I have to reluctantly agree with Burr Deming, that perhaps trying to follow the spirit of the God we find in the New Testament is better than trying to personify God into someone we can follow. If there is a God, we cannot know Him by studying the incongruous text of the Bible. If there is a God, He provides a more workable alternative, and it is not in the form of denominations or disciplines. If there is a God, only faith and revelation can discover Him. If there is a God, trying to match our holy text or the church of our choosing with Him, will only mask Him from our view. If there is a good, He will find us if He so chooses, and we could never stumble upon Him while picking through all the rubble left by those who sought Him before us.

As Emerson said while speaking as the voice of Nature, which he saw as inseparable from the voice of God: “Find me and turn thy back on heaven.”

Just the Facts! said...

Mr. Myste,
I totally agree with this part of your post "if there is a God, only faith and revelation can discover Him."
I beleive that the faith needed can only come from God. And the revelation needed to believe that there is a God can only come from God Himself
Takes your free will right out of the picture.
Either God opens you mind to Him or He doesn't.

Mr. Paine, regarding politically liberal Christians, it has been my experience that they are many times they are also liberal in their theologically. I hope someone could post and prove me wrong.

T. Paine said...

John, against my far greater judgment, I am going to make a surely futile attempt to adequately answer some of your deeper theological questions to your satisfaction.

I was beginning my response here in the comments section and realized how gargantuan this piece would end up being.

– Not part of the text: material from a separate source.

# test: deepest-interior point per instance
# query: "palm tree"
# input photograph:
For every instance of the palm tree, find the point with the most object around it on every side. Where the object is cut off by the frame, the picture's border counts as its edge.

That said, if you will be patient, I will do a separate posting addressing each of your questions to the best of my meager abilities, sir.

JTF, I would absolutely concur that most progressives are indeed also rather "liberal" in their theology regarding God too. I think that is simply ingrained within their nature. I surely wouldn't know where to start in drafting a post arguing contrary to your assertion, sir! ;)

John Myste said...

JTF,

I completely agree with you that those who are open-minded in politics tend to be more open-minded in religion also

Gay or straight, less fortunate vs. lazy, literal interpretation of the Bible or relaxed interpretation, they are all questions with muddy answers, steeped in uncertainty. We must be accepting of other people and other notions of God, and not place too much emphasis on our own version of truth. One man's right is another's wrong. One man's truth is another's lie.

We must be lax in our understanding of right and wrong, morality and immorality, and all philosophical and ethical considerations.

It is like T. Paine says:

Morality seems to be some amorphous mist which we are unable to grasp and hold on to accordingly.

John Myste said...

May God be with you, Mr. Paine.

T. Paine said...

John, you are killing me! I absolutely hate that I ever said that line of which you now quote! Lol!

That said, your moral relativism is showing once again, my friend.

Go back and read my posting on this again; This time take notes! ha ha!